O CINEMA MORREU BEM DEVAGAR.

   Uma arte tem uma história. Toda arte fala com ela mesma, nega ou afirma aquilo que é. O cinema morreu. Morreu por volta de 2001. Morreu em longa e lenta agonia. A morte começou em 1995, ou antes, ou depois, não importa. Está morto. E o pior de tudo: ninguém tá nem aí. Ele nunca vai ressuscitar.
  Existem filmes. E talvez sempre existam. Mas não cinema. Filmes é toda imagem em movimento. Quando voce grava sua filha voce faz um filme. Cinema é outra coisa.
  Cinema tem de ser feito para uma tela grande. Para ser exibido em público, numa sala fechada. Cinema não tem pausas para propaganda. Ele é uma experiência grupal, ritual, rotina que se renova. Isso tudo morreu.
  Morreu e digo que morreu, e não só eu diz isso, porque ninguém mais vai ao cinema. Milhões de adolescentes vão aos shoppings ver heróis de quadrinhos. Eles vão ver HQs animadas. Algumas muito boas. Muitas ruins. Mas elas representam a arte de Stan Lee, de Jack Kirby, de John Buscema. Não a arte do cinema.
  O cinema morreu porque são os bilhões desses filmes que ainda sustentam os estúdios. E as salas abertas. Voce, eu e seu amigo não vamos mais ao cinema. E se vamos, é duas ou cinco vezes ao ano. Ou menos.
  Em 1980 TODO MUNDO ia ao cinema. Ir ao cinema era hábito. Havia filme pro pedreiro, para o garoto, para o nerd e para os casais mais velhos. O pedreiro não vai mais ao cinema. Nunca. Não há mais filmes para ele e nem para minha mãe. Nem pra mim.

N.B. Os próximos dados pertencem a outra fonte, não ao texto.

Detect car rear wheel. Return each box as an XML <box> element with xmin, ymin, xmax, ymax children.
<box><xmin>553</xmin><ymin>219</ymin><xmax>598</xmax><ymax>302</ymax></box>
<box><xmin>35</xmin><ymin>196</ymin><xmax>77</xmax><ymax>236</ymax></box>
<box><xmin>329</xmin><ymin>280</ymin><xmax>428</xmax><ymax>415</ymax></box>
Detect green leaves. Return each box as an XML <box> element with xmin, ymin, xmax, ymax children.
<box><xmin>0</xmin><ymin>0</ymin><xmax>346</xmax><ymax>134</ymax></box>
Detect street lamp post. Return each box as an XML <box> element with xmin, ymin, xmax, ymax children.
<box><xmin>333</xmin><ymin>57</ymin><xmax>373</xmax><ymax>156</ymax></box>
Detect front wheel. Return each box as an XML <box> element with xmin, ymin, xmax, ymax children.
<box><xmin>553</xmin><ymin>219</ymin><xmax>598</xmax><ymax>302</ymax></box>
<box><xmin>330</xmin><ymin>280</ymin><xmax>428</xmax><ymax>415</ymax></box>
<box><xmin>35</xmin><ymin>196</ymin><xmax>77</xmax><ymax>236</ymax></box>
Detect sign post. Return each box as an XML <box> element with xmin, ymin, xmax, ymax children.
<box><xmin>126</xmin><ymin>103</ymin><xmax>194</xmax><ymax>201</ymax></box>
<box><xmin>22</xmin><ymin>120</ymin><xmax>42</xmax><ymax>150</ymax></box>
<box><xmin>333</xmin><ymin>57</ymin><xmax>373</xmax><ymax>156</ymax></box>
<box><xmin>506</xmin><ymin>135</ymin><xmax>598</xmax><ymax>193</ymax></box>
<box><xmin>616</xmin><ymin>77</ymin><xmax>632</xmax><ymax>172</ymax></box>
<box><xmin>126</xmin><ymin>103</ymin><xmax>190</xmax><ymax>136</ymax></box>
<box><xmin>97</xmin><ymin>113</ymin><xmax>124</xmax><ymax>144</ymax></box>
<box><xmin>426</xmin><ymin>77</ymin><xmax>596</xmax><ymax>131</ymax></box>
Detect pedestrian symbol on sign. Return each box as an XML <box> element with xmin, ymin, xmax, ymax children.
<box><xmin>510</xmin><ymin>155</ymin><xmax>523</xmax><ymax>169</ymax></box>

  Há TV. Mas a TV é tão diferente do cinema como rock é diferente de jazz. TV não pede paciência. TV não tem planos abertos. TV pode se esticar por anos. TV pode errar hoje e acertar amanhã. TV é barato. Cinema é risco, é caro, não se pode errar. Cinema é uma chance e adeus. Cinema é fruição, apreciação, olhar que se abre. TV é prazer imediato. Tudo é agora e já. É pizza.
  Sim, tem coisas geniais na TV. Mas é TV. Não é cinema. Tem gente que confunde ator com cinema. Ator faz teatro. Diretor faz cinema. Roteirista faz os dois.
  O cinema morreu por culpa dele. Virou ópera. Virou música erudita. Jazz. Ballet. Uma arte que perdeu sua raiz porque parou de se olhar. Jogou sua história no lixo, desprezou sua raiz popular, virou coisa de banqueiro e de marqueteiro. E meia dúzia de caras faz filmes, coitados, pensando em arte viva. Sinto caras, é arte morta.